Based on a true story, Kanarie is set in 1985 in South Africa. When Johan (Schalk Bezuidenhout) turns 18 he is drafted into the South African Defence Force. Being musically talented, Johan is fortunate enough to escape combat and is accepted into the SADF Choir – the choir is known as the Kanaries.
Set against a landscape where law and religion oppress individuality, Johan and the Kanaries have to first survive military training before travelling from town to town on a nationwide tour. Their mission to entertain the troops and local people, to fortify belief in the military effort and above all to promote the cause of both Church and State.
The film is based on the experiences of Charl-Johan Lingenfelder, who co-wrote the screenplay with director Christiaan Olwagen. Kanarie is a heartfelt and triumphant film that explores the pressure to conform and the resilience of individuality.
We caught up with Schalk Bezuidenhout for a behind-the-scenes look at the film.
Why was this a project that you wanted to be part of?
I was always a big fan of Christiaan Olwagen, the director of the film. I’d been wanting to work with him for a long time. When he phoned me asking me to audition for something, I immediately said yes – knowing that whatever it is, it would be great.
When I finally read the script, I loved it even more. The fact that it’s a true story completely captured me, and when I met Charl-Johan I knew that this was a man whose story I wanted to tell.
It’s a beautiful story, but also an important one.
What’s your emotional relationship to the time period depicted in the film?

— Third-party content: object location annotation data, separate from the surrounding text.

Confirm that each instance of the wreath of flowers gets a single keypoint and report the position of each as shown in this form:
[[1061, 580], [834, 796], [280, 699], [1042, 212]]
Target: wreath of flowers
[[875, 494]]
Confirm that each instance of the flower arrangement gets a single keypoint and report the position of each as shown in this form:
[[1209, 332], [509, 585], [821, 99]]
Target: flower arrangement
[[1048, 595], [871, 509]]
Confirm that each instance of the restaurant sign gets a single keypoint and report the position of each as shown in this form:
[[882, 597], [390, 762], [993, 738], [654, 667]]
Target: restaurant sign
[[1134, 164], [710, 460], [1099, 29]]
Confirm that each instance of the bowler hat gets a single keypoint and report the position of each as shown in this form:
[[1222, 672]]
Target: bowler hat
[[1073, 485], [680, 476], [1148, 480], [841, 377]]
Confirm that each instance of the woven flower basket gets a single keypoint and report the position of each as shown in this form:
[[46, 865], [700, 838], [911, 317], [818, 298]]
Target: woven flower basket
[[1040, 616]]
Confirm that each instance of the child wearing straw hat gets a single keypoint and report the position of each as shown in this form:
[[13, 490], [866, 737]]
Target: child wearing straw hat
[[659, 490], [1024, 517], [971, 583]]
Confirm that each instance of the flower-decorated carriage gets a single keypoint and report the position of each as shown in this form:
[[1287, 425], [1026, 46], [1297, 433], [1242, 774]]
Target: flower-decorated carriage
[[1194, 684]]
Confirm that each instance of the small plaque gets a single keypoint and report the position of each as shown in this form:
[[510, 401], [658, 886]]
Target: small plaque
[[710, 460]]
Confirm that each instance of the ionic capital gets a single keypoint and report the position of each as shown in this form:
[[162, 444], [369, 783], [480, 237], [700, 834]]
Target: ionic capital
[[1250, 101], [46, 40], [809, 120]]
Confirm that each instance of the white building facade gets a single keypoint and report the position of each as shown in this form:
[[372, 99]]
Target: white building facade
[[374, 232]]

Before the film, the only things I knew about that time was what I’d learnt in history lessons. I was born in 1992, when Apartheid had already basically come to an end. But the themes of the film are themes that I feel passionate about.
1980s Apartheid South Africa is only where this story is set. This story could have happened anywhere in the world, at any time.
You’re known for your comedy – were you nervous about taking on a dramatic role?
I studied drama at the University of Cape Town, and the projects that we did as part of our degree were mostly drama. I was nervous though – I wanted to do justice to the story and make Christiaan and Charl-Johan proud.
It was also my first dramatic role in the professional industry so I felt I had something to prove, because everyone knows me first and foremost as a stand-up comedian.
How does the experiences depicted in the film relate to the LGBTQ experience in South Africa today?
South Africa is still very conservative in many ways, but I was pleasantly surprised at the feedback that I received after the film. It felt like people really went in with open hearts and minds and welcomed the film with open arms. Not just younger audiences, but older audiences enjoyed the film a lot.
They say you can’t teach an old dog new tricks, but I think the film gave some people of an older generation a new perspective on the LGBTQ experience.
What do you hope that people feel when watching Kanarie?
I hope people feel love. I hope people feel sympathy and empathy. I hope people feel that they are not alone.